Tuesday, April 21, 2009

Of Montreal

These guys write the most logically-creative lyrics I can think of without trying. Which is to say I've never thought about the logical creativity of lyrics before. Check out the first chunk of "Gallery Piece":

I wanna be your love
I wanna make you cry
And sweep you off your feet
I wanna hurt your pride
I wanna slap your face
I wanna paint your nails
I wanna make you scream
I wanna braid your hair
I wanna kiss your friends
I wanna make you laugh
I wanna dress the same
I wanna defend you
I wanna squeeze your thighs
I wanna kiss your eyelids
And corrupt your dreams
Some of the stops along the way, as he paints all the aspects of his desire, are pretty outrageous.

Thursday, February 5, 2009

The Meltdown in Two Cows

In the simplest terms possible, Clusterstock tells us what happened:

You have two cows.

John Paulson borrows one cow so he can sell it for $100. He gives you $10 as collateral.

You buy your neighbors cow for $100, which you finance by taking out a $90 loan from the bank and use John's $10 to make up the rest.

You brag to everyone about your financial health. You have assets--two cows you own, plus one Paulson owes you--worth $300, and liabilities of just $100.

A third of the country goes vegetarian.

You thought your two cows were worth $200 and now they are worth $140.

You express confidence in your financial health. Your assets are now worth only $200--your two cows plus the one John owes you--but your liabilities are still only $100. If necessary, you could sell the assets at this distressed price and pay off all your loans.

You hold onto your cows because you are sure the market is "dislocated." Some day someone will want to eat beef again.

The rest of the country goes vegetarian. Your two cows are now worth $2 each to guys who want to make dog food.

John Paulson buys a cow in the market for $2 and he gives it to you as repayment of the loan. You now have three cows worth six bucks.

John wants his $10 back.

The bank calls. It wants its $90 back.

You call the Federal Reserve and ask for a bailout.

LOL, kinda...

Tuesday, January 13, 2009

Make Money Like Porsche

I saw a post on kottke.org a while back when Volkswagen became the largest company in the world by market capitalization. It piqued my interest, but I didn't know enough to look deeper. Turns out there's a fascinating story there, beginning with Porsche recognizing an opportunity to engineer a short squeeze and ending with the well-publicized suicide of Adolf Merckle. Here is a very lucid explanation of what happened.

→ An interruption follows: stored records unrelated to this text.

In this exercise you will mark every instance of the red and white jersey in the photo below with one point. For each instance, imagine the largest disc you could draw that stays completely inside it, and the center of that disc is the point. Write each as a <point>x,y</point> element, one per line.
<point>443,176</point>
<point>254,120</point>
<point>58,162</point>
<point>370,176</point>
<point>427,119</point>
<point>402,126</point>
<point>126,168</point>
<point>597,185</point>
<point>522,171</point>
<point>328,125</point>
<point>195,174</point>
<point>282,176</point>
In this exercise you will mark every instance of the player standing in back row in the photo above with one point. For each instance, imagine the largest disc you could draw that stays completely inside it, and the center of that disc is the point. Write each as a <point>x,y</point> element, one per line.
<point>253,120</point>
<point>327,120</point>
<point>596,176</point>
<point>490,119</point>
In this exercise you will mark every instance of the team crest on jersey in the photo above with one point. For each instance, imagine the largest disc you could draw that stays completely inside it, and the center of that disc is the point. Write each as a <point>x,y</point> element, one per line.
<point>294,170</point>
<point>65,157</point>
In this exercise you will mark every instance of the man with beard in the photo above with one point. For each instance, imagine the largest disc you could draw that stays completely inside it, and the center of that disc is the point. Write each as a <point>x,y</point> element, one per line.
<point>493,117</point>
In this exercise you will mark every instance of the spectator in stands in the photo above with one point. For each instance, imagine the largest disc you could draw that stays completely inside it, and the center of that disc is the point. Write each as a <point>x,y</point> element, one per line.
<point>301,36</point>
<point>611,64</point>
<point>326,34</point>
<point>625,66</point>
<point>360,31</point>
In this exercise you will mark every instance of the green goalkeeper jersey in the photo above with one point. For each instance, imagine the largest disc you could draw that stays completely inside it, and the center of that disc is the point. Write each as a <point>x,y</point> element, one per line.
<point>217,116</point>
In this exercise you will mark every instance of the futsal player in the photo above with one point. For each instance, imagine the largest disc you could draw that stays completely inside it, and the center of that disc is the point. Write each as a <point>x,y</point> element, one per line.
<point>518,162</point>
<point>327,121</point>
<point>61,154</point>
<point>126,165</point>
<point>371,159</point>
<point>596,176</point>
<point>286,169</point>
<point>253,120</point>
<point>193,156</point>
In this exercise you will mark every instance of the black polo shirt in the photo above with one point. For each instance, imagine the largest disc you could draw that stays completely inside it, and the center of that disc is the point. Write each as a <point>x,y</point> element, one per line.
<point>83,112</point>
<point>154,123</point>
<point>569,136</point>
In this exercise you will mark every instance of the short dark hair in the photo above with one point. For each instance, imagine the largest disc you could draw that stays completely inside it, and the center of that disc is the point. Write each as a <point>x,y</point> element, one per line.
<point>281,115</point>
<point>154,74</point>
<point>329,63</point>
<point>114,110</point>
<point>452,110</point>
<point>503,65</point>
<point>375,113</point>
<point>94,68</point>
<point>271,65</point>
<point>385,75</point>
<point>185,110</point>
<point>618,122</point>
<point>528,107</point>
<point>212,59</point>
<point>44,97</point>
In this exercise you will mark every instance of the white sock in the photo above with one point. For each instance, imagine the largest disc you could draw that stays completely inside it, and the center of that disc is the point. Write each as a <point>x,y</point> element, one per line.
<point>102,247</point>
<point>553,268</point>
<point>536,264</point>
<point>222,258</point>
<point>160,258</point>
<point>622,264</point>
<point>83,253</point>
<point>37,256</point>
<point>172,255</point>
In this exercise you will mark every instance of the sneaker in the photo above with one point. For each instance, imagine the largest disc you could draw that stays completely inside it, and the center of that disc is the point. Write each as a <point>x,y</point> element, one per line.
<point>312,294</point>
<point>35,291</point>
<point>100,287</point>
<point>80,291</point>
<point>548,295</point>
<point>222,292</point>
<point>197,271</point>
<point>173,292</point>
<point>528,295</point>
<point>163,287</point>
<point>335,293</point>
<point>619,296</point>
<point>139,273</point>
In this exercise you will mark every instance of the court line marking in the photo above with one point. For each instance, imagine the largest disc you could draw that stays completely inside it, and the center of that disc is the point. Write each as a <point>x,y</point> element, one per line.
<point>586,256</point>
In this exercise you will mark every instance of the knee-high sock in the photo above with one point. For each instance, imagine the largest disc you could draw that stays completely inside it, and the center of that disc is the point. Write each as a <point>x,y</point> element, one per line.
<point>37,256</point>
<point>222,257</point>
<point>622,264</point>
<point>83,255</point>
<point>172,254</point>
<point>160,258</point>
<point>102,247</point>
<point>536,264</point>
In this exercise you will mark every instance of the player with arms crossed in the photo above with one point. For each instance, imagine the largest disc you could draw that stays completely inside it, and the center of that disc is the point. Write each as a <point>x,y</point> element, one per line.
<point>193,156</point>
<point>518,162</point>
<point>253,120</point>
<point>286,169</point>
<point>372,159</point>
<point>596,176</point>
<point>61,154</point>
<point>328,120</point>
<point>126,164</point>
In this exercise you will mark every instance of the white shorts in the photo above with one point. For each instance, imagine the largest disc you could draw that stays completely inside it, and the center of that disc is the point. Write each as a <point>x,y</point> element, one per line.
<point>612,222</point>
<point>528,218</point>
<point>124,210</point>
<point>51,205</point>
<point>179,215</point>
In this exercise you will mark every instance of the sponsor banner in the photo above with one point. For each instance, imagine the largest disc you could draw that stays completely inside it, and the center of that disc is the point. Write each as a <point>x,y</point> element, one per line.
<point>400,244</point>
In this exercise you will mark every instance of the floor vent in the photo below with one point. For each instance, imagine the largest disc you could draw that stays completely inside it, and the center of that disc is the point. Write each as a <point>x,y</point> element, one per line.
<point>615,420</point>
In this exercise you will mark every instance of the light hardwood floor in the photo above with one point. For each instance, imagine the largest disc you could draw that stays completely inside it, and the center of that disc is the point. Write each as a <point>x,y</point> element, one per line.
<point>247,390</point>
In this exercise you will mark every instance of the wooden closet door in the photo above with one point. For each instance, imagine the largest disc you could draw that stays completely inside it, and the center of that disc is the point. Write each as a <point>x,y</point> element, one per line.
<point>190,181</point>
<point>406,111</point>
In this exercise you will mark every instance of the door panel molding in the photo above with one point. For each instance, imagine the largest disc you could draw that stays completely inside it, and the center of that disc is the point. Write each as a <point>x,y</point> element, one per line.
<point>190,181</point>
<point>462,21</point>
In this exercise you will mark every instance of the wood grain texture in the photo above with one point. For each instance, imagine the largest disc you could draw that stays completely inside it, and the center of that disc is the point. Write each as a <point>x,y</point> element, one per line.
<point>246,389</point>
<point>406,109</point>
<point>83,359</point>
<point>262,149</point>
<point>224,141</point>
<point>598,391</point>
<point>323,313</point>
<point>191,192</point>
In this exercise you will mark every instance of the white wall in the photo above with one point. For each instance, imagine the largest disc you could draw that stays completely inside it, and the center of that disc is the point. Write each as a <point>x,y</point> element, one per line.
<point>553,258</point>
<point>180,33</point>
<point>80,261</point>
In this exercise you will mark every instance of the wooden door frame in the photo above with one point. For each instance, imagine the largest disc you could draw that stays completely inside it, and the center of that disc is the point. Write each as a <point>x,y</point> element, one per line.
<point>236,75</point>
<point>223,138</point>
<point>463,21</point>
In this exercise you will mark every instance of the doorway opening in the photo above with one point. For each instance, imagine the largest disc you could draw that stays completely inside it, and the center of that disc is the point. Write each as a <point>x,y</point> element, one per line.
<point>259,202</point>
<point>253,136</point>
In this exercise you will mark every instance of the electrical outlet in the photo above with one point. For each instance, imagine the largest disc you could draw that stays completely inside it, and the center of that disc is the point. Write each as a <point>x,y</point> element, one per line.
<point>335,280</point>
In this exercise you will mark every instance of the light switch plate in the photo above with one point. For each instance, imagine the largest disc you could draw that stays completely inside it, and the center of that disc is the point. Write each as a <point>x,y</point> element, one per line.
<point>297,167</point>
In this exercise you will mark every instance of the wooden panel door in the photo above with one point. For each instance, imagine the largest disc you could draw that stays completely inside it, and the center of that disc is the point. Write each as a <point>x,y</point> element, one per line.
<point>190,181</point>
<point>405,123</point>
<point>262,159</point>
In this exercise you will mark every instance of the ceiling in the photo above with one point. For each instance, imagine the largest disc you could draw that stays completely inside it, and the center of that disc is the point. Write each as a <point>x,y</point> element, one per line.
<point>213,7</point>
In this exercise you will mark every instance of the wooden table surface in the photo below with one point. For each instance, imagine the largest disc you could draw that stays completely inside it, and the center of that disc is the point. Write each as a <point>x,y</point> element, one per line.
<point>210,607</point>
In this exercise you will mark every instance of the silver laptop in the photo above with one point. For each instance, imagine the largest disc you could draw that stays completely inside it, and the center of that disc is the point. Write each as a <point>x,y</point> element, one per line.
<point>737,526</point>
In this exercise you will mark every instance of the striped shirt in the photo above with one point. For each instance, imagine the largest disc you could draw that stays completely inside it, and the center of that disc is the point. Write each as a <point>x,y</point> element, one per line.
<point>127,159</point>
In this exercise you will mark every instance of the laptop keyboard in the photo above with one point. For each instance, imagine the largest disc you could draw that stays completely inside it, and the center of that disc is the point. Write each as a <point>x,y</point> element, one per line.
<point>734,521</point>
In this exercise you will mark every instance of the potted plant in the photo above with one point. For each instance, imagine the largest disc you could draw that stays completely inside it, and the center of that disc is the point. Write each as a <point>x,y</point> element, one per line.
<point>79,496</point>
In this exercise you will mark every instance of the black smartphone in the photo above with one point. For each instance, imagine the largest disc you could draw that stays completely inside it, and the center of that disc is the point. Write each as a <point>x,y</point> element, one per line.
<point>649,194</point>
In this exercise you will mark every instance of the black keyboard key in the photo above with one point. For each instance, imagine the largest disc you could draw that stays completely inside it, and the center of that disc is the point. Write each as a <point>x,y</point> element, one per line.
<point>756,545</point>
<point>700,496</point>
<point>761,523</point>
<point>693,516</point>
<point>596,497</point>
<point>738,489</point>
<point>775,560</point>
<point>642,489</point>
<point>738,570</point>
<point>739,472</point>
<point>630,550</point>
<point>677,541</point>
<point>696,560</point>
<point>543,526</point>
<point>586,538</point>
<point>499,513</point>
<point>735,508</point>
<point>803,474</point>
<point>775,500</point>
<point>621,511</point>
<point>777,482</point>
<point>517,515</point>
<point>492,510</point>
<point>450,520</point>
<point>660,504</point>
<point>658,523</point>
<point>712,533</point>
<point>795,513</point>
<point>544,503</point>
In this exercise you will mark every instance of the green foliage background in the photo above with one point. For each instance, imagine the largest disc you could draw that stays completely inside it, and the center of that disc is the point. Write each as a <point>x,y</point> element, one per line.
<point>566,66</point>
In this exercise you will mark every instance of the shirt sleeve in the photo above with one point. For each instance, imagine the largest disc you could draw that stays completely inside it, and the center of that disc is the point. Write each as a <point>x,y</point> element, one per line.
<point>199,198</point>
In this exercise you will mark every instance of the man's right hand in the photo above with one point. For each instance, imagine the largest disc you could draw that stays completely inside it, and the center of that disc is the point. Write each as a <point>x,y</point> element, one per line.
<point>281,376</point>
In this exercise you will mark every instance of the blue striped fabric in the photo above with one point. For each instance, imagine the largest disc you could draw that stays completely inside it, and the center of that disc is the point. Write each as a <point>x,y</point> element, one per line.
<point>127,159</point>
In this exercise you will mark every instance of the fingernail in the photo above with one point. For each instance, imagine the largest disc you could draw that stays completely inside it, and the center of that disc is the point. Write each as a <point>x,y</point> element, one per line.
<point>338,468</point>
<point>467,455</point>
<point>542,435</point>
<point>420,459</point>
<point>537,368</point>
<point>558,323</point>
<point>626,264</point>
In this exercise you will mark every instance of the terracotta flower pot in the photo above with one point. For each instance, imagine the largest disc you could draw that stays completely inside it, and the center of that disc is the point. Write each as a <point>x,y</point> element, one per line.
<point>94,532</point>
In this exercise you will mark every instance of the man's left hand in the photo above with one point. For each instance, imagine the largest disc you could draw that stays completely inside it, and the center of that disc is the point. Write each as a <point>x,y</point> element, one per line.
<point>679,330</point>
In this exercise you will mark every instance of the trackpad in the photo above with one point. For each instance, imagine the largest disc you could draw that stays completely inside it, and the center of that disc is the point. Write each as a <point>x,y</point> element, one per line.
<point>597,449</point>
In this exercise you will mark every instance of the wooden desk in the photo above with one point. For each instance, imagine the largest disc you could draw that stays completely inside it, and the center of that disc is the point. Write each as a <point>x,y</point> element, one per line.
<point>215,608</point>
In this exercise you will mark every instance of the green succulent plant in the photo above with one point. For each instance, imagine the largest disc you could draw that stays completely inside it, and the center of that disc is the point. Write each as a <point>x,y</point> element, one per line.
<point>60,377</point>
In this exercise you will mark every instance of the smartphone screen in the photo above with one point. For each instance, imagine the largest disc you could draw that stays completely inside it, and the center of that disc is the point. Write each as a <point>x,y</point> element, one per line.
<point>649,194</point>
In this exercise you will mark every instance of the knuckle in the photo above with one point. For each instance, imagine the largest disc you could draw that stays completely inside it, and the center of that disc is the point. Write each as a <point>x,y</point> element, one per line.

Tuesday, December 16, 2008

Dear Friends

We haven’t posted in a while. I fully accept one third of the responsibility for this. We received at least one complaint about it (I’m sure there are a million more—they must be getting caught in my spam filter). Maybe this isn’t the best forum for our thoughts. My problem is that I don’t have that many thoughts. Do you have any thoughts? Put your best thoughts in the comments and I’ll publish the best of those best in a subsequent post.

Monday, November 24, 2008

Well Said

Rec'd on Friday:
"While I am out of the office, the following people should be contacted if necessary during my absence. Keep in mind, that not all questions will be able to be answered instantaneously, and additional resources might be required."

Friday, November 21, 2008

Makes Me Cry Different Kinds of Tears

My previous link to the Onion, some recent history, Thanksgiving, and the dawning future make now a good time to reminisce about bad times and the humor they inspire:

From the Department of Wishful Thinking:
Bush Finds Error In Fermilab Calculations
Bush Regales Dinner Guests With Impromptu Oratory On Virgil's Minor Works

From the Department of Barely False:
Bush Cuts Off Diplomatic Relations With Congress

From the Department of Deeper Truth:
President Bush Urges Nation

and this vid:

Bush Tours America To Survey Damage Caused By His Disastrous Presidency

Or just browse the archive yourself.

Advil Release

Spot on from The Onion:

New Pain-Inducing Advil Created For People Who Just Want To Feel Something, Anything

The primary axiom of Infinite Jest!

Monday, November 17, 2008


It's cold in Boston, but our apartment is cleaner today than it's ever been, making Friday or Saturday high time (ha) for the housewarming party. This is the advance invitation for our closest friends—who the hell else reads this? Keep your channels open for nailed-down details tomorrowish.